The latest prototype of new contact lenses could help a lot of people who have visual impairment. The contact lenses were unveiled on February 13, 2015 at the AAAS Annual Meeting in San Jose, California. Team led by Eric Tremblay at the Swiss Federal Institute of Technology in Lausanne developed the contact lenses and he thinks, that they could be very useful for people with macular degeneration. It is debilitating condition in which people gradually lose their central vision.
The contact lens is larger than ordinary lens. It also covers the sclera (whites of the eyes). Within the contact lens are tiny aluminium mirrors, arranged in a ring around the center. When the light passes through, the mirrors bounce it around several times. This causes the objects to appear 2.8 times larger than they really are.
However, if you want to switch between magnified and normal vision, you have to use a pair of electronic glasses. Wink with one eye makes the glasses to switch to a polarized filter that directs light to the mirrors inside. Wink with another eye changes the setting back and light passes through normally.
This prototype continues from the previous model that did not let the user to control the zoom. The older version was also thick in the middle, the airflow was limited (oxygen was not reaching the eye) and the user could wore them for limited time only. This was fixed in the newest prototype by adding small channels to let air travel around underside of the contact lenses. With better airflow, the researchers hope to begin human trials because so far, they were testing it with a life-size mechanical model of the eye.
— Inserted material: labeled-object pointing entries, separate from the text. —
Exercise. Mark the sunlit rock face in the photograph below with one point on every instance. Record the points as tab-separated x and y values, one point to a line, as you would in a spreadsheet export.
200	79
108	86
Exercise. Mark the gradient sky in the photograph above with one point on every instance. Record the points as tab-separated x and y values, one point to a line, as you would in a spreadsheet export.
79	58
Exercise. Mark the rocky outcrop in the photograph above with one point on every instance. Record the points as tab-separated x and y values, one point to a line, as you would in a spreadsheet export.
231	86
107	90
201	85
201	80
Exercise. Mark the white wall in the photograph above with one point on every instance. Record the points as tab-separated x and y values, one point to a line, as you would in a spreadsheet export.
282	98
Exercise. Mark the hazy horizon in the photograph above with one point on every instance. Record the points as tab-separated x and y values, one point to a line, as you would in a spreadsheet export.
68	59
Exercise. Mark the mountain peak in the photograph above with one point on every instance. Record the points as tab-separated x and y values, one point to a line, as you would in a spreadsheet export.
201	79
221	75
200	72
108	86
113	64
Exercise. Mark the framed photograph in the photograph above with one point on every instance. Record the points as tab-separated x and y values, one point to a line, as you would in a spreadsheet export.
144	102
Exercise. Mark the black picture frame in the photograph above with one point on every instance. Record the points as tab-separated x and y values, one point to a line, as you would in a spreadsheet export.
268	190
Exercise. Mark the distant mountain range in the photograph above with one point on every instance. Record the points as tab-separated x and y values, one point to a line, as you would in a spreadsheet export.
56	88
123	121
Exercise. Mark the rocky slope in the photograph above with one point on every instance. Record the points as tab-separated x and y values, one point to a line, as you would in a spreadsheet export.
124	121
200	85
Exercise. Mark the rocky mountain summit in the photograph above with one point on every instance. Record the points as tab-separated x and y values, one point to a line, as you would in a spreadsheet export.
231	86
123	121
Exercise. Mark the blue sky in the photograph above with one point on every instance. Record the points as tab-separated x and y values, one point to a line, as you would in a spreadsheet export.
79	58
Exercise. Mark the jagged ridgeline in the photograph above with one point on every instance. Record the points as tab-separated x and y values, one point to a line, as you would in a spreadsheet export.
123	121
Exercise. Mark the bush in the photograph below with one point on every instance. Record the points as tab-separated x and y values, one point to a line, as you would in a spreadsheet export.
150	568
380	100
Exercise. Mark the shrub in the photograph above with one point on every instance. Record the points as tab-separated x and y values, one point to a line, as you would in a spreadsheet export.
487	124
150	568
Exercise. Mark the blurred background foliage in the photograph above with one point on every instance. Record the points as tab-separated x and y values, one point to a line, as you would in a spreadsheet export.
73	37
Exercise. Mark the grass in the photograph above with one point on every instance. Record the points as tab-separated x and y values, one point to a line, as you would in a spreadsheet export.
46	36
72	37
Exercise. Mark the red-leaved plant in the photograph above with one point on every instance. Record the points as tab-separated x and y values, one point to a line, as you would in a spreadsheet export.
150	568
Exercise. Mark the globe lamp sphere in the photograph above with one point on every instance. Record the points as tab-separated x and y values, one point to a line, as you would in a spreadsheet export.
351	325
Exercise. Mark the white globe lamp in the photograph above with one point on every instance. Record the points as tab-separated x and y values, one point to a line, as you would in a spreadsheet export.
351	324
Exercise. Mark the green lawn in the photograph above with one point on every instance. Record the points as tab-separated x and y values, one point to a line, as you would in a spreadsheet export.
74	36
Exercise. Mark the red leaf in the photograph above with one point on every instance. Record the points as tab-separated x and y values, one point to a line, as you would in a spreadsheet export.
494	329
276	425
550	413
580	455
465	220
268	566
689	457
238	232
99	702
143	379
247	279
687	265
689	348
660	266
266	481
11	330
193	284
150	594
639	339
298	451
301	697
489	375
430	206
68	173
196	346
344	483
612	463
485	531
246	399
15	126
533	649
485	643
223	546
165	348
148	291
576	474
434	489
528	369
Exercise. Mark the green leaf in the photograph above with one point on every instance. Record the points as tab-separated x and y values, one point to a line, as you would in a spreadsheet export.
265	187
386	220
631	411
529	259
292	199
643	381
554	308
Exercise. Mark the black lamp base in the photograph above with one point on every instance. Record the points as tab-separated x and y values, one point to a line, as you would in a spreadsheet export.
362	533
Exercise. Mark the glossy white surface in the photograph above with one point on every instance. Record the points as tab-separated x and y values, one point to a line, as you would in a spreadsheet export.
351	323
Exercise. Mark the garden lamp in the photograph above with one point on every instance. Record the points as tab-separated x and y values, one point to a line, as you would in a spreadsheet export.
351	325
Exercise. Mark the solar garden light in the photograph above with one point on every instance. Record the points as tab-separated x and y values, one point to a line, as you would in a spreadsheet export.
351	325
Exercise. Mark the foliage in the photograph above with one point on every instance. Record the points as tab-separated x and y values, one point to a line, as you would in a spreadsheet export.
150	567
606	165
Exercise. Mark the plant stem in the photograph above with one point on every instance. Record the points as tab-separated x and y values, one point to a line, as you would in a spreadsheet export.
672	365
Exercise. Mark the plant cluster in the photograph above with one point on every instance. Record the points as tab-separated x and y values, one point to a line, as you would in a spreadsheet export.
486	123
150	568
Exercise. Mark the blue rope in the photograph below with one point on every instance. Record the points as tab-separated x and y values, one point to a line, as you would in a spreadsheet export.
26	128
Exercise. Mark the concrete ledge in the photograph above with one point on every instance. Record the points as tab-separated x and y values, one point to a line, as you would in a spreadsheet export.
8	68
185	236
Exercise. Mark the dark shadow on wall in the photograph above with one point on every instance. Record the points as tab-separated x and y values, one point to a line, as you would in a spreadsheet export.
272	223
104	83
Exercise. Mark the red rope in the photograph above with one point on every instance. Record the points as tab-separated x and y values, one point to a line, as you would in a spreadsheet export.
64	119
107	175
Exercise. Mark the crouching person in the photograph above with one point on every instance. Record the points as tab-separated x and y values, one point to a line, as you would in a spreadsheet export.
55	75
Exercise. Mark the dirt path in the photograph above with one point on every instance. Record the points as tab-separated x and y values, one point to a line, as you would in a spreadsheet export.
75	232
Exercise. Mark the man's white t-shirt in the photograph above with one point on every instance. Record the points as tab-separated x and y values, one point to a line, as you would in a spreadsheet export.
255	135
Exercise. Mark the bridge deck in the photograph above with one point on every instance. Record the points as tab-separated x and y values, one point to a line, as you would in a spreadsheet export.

Smart contact lenses can be also very beneficial if user wants to keep track of medical problems. At the University of California at Davis, researchers have built lenses with minute pressure sensors to check for glaucoma. Another pair, developed at the University of Washington in Seattle, can check glucose levels, which would be useful for people with diabetes.
The contact lenses has a great potential, but ophthalmologist James Handa at Johns Hopkins School of Medicine in Baltimore thinks that it might be tricky for people who have some form of infirmity to pop the contact lenses on and off with ease.